Red Hat Bugzilla – Bug 1162208
libvirtd occasionally crashes at the end of migration
Last modified: 2015-03-05 02:47:20 EST
Description of problem: Migration of VMs in RHEV3.5 on RHEL7.0 hosts occasionally fails because of a libvirtd crash (segfault) happening near the end. Version-Release number of selected component (if applicable): libvirt-1.1.1-29.el7_0.3.x86_64 How reproducible: about 1/10th of the time Steps to Reproduce: 1. Connect to a VM running in RHEV3.5 environment on RHEL7.0 hosts using spice (tested just with 64 bit windows 7 as a guest, default configuration) 2. Migrate the VM 3. Repeat until error appears. Actual results: The VM shuts down, libvirtd segfaults and is restarted on source.
Created attachment 955828 [details] libvirtd log coredump too large to attach, you can find it here: http://download.eng.brq.redhat.com/scratch/tjamrisk/libvirt-coredump
Could you install the required debuginfo packages, and get the output of "thread apply all backtrace" gdb command from the coredump? That wouldn't be so big...
Created attachment 955852 [details] backtrace
So this is what happens in the two threads involved in this crash: Thread 10 Thread 1 qemuMigrationPerform qemuMigrationPerformJob doPeer2PeerMigrate doPeer2PeerMigrate3 qemuMigrationConfirmPhase qemuProcessStop qemuProcessKill /* Clear out dynamically assigned labels */ qemuDomainObjEnterRemote virObjectRef(vm) virObjectUnlock(vm) qemuDomainGetBlockInfo virConnectClose qemuDomObjFromDomain virDomainObjListFindByUUID virObjectLock(vm) qemuOpenFile /* use cleared labels */ SIGSEGV qemuDomainObjExitRemote qemuDomainRemoveInactive The problem is in qemuProcessStop which clears out dynamically assigned labels but the seclabel structures full of NULL pointers remain in vm->def->seclabels. The second thread then tries to use one of the seclabels. The problem does not affect persistent domains because vm->def is completely removed and replaced with a persistent version of def pointed to by vm->newdef.

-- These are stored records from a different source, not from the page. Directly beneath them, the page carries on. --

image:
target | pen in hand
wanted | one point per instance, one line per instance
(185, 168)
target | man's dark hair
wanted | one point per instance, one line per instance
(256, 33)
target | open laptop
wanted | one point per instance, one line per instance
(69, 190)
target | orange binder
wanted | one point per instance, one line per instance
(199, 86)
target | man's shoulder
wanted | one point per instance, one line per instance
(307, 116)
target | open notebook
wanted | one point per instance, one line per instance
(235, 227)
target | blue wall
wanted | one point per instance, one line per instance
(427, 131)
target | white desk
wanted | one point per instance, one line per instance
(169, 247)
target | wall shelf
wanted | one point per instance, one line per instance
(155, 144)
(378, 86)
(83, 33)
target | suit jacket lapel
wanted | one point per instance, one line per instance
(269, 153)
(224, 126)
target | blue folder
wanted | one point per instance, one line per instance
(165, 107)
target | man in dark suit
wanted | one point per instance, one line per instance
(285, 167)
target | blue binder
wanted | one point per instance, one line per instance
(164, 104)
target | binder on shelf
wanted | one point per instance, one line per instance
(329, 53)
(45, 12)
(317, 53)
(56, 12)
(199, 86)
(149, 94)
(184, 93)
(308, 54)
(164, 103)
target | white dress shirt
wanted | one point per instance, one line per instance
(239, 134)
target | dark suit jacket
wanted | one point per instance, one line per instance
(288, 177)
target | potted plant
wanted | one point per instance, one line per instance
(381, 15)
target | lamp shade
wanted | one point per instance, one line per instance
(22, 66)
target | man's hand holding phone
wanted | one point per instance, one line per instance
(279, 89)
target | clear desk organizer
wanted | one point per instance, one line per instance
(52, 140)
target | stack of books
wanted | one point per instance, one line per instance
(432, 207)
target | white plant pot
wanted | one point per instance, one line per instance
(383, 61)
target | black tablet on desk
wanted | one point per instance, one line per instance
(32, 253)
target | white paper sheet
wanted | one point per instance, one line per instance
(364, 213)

This is already fixed upstream by v1.2.5-112-g7eb0ee1 (the scenario described in the commit message is obviously not the only possible way to hit the crash): commit 7eb0ee175b278a4439cee65a7a554767f0be9cd1 Author: Ján Tomko <jtomko@redhat.com> Date: Thu Jun 12 10:50:43 2014 +0200 Fix crash when saving a domain with type none dac label qemuDomainGetImageIds did not check if there was a label in the seclabel, thus crashing on <seclabel type='none' model='dac'/> https://bugzilla.redhat.com/show_bug.cgi?id=1108590
The patch is included in 7.1, feel free to request a backport for 7.0.z...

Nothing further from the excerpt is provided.